Much of the data used by Lamb comes from collaborations with other universities. E.g, Carrasali A University of Albany scientist has compiled observations of ice crystals from various aircraft measurement campaigns into a massive database. at Penn State University, jerry harrington High-resolution images of the ice crystals were collected by using a balloon instrument, which were then frozen in liquid nitrogen. Other datasets come from large-scale “cloud chamber” experiments, which simulate cloud formation in the laboratory, allowing scientists to systematically study cirrus cloud formation while testing different aerosol conditions, temperatures and pressures. Lamb is using cloud chamber data from her previous research at the University of Chicago in collaboration with researchers at the Karlsruhe Institute of Technology in Germany.

Kara Lamb, an associate researcher at Columbia University’s Department of Earth and Environmental Engineering, and a colleague monitor instruments during a simulation of aerosol interactions and dynamic cirrus clouds in the Karlsruhe Institute of Technology’s Atmospheric Cloud Chamber.Photo: Kara Lamb

Yet despite all of this data, most climate models — including the ones used in the Intergovernmental Panel on Climate Change report — set the baseline assumption that ice crystals are spherical.
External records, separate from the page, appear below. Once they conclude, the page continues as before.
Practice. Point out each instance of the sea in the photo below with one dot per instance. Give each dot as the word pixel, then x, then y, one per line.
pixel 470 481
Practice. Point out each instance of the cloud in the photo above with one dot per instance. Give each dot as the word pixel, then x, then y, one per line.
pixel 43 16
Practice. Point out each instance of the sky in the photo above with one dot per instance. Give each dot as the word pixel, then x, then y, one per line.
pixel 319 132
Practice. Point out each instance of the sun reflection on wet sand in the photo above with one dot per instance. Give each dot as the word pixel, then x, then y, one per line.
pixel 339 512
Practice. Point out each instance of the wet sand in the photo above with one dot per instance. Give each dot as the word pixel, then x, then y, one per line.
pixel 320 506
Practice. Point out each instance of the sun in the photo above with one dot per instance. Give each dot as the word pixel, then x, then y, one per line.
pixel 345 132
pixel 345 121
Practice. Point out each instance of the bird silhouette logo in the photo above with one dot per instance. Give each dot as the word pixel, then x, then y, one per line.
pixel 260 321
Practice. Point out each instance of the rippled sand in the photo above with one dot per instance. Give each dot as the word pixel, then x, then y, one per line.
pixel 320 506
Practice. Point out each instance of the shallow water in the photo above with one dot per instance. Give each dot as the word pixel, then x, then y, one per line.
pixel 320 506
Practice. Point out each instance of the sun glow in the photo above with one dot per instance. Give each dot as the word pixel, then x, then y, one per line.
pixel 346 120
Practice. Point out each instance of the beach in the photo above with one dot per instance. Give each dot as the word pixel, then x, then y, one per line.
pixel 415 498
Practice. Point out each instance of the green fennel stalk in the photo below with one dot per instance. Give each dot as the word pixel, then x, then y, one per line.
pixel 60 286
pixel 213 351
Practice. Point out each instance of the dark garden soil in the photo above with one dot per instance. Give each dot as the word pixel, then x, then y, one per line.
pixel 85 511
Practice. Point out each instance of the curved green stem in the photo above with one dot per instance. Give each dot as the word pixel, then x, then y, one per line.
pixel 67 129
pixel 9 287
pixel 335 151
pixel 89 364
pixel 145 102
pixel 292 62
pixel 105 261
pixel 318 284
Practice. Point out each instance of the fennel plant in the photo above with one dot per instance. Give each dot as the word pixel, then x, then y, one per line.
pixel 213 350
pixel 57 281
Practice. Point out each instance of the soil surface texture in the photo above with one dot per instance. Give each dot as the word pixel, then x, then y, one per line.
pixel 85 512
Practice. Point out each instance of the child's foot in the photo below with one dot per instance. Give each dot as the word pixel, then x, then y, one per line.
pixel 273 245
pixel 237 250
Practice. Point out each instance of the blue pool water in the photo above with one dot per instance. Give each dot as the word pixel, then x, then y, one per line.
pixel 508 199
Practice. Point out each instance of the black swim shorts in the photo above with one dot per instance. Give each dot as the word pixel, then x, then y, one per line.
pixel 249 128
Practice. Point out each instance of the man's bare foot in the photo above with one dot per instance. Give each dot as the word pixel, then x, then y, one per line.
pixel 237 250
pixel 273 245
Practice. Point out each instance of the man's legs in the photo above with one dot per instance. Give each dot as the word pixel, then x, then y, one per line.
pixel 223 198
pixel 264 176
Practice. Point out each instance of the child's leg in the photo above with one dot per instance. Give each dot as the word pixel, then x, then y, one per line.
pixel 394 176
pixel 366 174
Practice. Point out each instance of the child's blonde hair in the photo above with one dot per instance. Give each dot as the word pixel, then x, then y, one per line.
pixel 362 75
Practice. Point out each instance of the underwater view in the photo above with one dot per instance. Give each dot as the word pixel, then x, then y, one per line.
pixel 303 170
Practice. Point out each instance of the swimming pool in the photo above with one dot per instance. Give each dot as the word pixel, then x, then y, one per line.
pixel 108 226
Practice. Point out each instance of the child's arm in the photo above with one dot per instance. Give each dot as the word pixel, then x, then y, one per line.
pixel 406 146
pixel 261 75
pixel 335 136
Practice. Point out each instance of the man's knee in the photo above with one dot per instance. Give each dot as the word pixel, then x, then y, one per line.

This is partly because the models are so large, Lamb explained, that they have to rely on simplified, “computationally efficient” ways to represent complex processes.

“The model has to be something you can run fast enough to actually get an answer,” she said.

The application of machine learning can help reduce the tension between accuracy and efficiency.As Lamb made strides in using machine learning to analyze ice crystal data, she also worked with Marcus van Leer-Wolki climate school in columbia Center for Climate System Research Another project with colleagues at the National Center for Atmospheric Research focuses on how this new knowledge can be applied to community Earth system models.The project is associated with Understanding Earth with the Center for Artificial Intelligence and Physics (LEAP) And is the perfect complement to Lamb’s more in-depth study of cirrus clouds.

“If we want to understand how important the radiative effects of these clouds are, we need a more accurate representation of their ice crystal shapes in climate modeling,” Lamb said. “This is one of the biggest uncertainties that need to be addressed.”

Fortunately, the work of Lamb and colleagues provides a promising start.